5 commentaires à Le Café Lézard célèbre sa première décennie

  1. Vous auriez quand même dû parler un peu de l’histoire de la fondation et de sa fondatrice Danielle dont j’oublie le nom de famille. Elle a travaillée très fort pour bâtir ce bistro malgré les embuches que les Shillers lui ont causées à l’époque. Là on a l’impression que c’est une pub sur la gérante.

  2. Dominique

    Blain était son nom de famille et j’ai eu le plaisir de la connaître. Elle avait quitté un bon travail chez Danone en 1999 pour réaliser son projet un peu fou pour l’époque: démarrer un café-bistro branché alors que la revitalisation pointait alors à peine le bout du nez.
    D’après ce qu’elle m’a dit, le proprio avait été au contraire très patient et compréhensif lors de ses débuts difficiles.
    Elle m’avait dit que personne d’autre n’était prêt à louer un si grand local à une jeune débutante. Heureusement pour les gens du quartier, son projet vit le jour et nous en profitons tous aujourd’hui.

  3. JP: On ne peut pas tout dire en un seul article et la gérante est quand même à l’emploi du Café Lézard depuis le début. Mais vos suggestions sont toujours appréciées. On ne peut pas tout savoir.
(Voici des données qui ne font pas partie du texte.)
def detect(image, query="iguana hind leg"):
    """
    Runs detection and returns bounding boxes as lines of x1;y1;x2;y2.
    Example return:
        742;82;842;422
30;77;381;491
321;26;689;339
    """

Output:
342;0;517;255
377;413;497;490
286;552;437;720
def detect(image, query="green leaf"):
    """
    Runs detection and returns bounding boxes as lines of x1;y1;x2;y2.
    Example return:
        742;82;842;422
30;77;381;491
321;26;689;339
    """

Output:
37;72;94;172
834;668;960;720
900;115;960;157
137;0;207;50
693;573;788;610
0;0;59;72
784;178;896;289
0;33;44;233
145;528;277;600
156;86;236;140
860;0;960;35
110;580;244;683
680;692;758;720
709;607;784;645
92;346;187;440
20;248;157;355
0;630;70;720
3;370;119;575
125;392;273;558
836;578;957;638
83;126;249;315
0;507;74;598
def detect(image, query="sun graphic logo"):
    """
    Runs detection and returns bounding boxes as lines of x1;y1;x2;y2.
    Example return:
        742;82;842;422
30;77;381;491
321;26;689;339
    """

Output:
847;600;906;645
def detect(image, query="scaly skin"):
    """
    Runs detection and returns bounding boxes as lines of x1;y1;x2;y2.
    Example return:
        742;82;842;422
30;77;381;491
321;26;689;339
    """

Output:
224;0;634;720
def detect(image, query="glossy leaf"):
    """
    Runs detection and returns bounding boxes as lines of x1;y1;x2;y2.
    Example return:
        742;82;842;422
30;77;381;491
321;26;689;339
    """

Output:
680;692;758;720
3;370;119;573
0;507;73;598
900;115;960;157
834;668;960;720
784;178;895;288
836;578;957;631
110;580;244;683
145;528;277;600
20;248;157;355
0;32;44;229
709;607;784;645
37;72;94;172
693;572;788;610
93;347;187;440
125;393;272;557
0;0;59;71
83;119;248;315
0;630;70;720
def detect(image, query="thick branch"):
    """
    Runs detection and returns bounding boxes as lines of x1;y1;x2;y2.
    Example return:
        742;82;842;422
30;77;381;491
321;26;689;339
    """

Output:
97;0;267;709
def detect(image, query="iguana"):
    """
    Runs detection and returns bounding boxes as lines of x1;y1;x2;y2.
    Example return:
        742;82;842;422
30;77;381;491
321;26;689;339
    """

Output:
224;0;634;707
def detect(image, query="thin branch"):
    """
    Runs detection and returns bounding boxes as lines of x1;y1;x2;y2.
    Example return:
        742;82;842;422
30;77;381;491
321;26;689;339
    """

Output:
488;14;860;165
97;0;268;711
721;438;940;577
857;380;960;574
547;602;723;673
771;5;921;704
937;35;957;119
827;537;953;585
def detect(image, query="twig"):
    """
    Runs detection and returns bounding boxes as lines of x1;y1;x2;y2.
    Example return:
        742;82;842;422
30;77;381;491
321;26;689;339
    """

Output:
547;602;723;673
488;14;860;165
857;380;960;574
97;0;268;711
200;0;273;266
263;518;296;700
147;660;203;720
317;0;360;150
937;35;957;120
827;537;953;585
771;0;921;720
    Dominique: si vous avez ses coordonnées, merci de nous les transmettre ou de lui demander de nous contacter. Merci.

  4. Danielle

    Bonjour à la rue Masson,
    C’est bien moi qui a ouvert le Lézard en 2001, avec Jean Marc Sauvé au début de l’aventure. La rue Masson était encore loin d’être ce qu’elle est devenue mais on savait que ça s’en venait. Rachel y est en effet depuis depuis le jour 1, et le Lézard lui doit beaucoup. Le piano noir est celui sur lequel je prenais des cours à 6 ans et les fauteuils sont ceux que mes parents se sont achetés à leurs noces en 1959.
    Prévu au départ comme un café, on s’est rapidement mis à cuisiner et à faire des spectacles. Que de plaisir! En 2004, le Lézard a été victime de 2 incendies majeurs chez les voisins, à 2 mois d’intervalle. Nul besoin de dire que ça a fait très mal alors que je menais seule le bateau à cette époque. Merci au meilleur staff du monde de m’avoir soutenue et d’avoir mis l’épaule à la roue durant l’épreuve. Sans parler de la famille et des amis.
    C’est à regret que j’ai vendu en 2007 et depuis,je suis en peine d’amour perpétuelle du Lézard et de la famille qu’on y formait. Merci à JP et Dominique de ne pas m’avoir oubliée: vos mots m’émeuvent… J’ai tellement, mais tellement travaillé pour ce café…
    Chers clients, je m’ennuie de vous. Longue vie au Lézard.
    Danielle Blain XXX

  5. Danielle,

    Habites-tu encore le quartier? Ce serait cool de prendre un café. Si tu te rappelles, on s’est vu à quelques occasion chez Danta et au café et à la SIDAC.